Revealingly, neither Huppenthal nor Horne are native Arizonans or from the Southwest—for that matter neither is Governor Jan Brewer (California) or Sheriff Joe Arpaio (Massachusetts). John Huppenthal is from Indiana and Tom Horne from Canada. While both men have lived in Arizona for a number of years, it is clear that neither of them has truly assimilated into the indigenous culture of Arizona. They do not, or do not want to, understand what it means to live on the border. La Frontera is not just a line separating two countries but a space where both cultures coexist. A space where Huppenthal and Horne are the ones actively “promoting resentment toward a race or class of people.”

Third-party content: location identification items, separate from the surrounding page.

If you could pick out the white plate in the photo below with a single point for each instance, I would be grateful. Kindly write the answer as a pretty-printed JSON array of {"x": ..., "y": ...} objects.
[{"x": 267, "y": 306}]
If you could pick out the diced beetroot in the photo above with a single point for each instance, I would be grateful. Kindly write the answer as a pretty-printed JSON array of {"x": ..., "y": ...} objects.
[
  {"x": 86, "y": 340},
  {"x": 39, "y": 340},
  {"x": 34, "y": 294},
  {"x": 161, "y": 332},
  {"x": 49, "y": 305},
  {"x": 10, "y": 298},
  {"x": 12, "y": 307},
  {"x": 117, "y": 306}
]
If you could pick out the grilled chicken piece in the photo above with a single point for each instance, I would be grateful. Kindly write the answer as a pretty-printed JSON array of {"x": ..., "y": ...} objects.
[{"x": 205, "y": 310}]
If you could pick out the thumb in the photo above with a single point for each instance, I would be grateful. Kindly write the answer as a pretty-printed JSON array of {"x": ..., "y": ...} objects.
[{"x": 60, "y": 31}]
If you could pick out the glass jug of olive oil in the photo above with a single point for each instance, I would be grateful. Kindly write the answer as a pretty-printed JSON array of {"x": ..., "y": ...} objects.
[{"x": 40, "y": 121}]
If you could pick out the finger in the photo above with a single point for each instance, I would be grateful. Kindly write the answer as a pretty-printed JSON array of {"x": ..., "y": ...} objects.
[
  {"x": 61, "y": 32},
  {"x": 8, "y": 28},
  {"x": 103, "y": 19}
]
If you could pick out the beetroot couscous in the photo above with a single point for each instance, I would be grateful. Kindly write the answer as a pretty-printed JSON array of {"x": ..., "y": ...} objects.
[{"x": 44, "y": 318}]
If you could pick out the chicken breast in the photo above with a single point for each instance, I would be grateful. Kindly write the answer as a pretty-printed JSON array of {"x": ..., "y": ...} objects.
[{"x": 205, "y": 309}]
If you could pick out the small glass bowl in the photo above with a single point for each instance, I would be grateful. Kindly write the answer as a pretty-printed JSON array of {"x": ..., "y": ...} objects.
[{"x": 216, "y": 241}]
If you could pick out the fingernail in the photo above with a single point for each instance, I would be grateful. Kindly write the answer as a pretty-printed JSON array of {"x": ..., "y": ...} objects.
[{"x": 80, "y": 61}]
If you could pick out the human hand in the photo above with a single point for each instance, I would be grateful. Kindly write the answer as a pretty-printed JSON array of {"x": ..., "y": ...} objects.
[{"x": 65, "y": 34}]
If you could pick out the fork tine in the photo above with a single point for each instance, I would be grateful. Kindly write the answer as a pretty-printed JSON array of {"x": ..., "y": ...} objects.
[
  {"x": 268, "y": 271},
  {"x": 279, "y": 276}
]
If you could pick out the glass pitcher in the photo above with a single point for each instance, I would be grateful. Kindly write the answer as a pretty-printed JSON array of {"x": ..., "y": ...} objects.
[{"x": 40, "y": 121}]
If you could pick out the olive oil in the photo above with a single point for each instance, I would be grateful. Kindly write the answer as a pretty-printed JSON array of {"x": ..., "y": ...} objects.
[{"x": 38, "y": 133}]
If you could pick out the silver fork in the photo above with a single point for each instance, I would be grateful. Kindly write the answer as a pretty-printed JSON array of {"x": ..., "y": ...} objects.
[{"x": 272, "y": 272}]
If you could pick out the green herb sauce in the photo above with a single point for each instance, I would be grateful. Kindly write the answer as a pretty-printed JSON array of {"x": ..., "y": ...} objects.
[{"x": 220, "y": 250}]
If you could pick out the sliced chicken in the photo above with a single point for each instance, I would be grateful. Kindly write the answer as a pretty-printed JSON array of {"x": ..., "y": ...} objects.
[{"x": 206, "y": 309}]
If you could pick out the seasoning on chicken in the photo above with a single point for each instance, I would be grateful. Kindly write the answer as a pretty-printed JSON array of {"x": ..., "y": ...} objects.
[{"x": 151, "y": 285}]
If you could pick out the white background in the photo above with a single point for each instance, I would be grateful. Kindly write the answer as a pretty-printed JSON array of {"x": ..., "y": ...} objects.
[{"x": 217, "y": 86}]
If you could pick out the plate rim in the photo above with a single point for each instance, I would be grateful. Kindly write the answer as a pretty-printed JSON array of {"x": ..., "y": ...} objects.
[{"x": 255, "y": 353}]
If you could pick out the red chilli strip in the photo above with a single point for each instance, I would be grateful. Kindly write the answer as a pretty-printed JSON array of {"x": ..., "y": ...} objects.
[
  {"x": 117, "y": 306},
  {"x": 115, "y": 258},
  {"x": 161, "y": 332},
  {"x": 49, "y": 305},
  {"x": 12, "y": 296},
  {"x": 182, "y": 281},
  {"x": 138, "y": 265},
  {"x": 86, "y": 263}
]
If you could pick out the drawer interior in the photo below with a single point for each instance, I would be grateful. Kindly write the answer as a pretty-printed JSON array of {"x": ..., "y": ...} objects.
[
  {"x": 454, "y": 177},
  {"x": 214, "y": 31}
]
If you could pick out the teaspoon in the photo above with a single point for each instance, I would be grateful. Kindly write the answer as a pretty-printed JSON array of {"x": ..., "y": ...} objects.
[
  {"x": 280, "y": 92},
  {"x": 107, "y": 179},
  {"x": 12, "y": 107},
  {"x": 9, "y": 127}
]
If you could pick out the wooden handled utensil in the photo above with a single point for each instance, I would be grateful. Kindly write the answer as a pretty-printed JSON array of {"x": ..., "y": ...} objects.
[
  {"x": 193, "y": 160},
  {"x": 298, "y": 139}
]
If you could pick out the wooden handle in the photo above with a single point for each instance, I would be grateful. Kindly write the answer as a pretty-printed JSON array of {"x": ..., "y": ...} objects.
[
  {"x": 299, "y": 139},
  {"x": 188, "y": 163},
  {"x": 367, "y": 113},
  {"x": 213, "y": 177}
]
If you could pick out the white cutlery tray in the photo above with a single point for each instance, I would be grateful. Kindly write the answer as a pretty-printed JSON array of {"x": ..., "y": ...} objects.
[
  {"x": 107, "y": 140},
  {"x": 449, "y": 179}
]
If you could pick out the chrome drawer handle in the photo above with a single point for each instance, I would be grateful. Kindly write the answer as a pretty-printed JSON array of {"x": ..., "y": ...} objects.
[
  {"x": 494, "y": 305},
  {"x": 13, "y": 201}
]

In 2010 93.6% of students enrolled in the MAS program graduated from high school while a comparison group had only an 82.7% rate. This gap in graduation rates has been consistent since 2005, according to TUSD’s Department of Accountability and Research. Higher graduation rates among MAS students means higher graduation rates for Mexican-Americans, meaning more Mexican-American students will be eligible for and attend college. The success of the MAS program and the changing demographics of the state, of the entire Southwest, mean that soon our governments will reflect this new and better-educated majority. This change will not be the realization of Huppenthal and Horne’s deranged fantasy of government overthrow but instead a democratic choice made by voters who will insist representatives understand the wishes and desires of the people they serve. 

While I am waiting for my daughter to be born I am not waiting to make the schools she will attend better. Like the elder Marjorie I am shaking my pom-poms, working with groups like Save Ethnic Studies, UNIDOS, and the Librotraficantes to end the ban of the Mexican-American Studies program and bring the books by our historians, cultural critics, and literary greats back to our classrooms. When Marjorie Ann Mendez is born, I want her to live in an Arizona where she is not a second-class citizen. Where her culture will proudly be represented in schools like it will be in her home.  I want her to be free to learn about our heritage, our history and our stories just as freely as she will learn about her family, especially the grandmother for whom she was named.

Matt Mendez is a writer and aircraft mechanic. He lives in Tucson.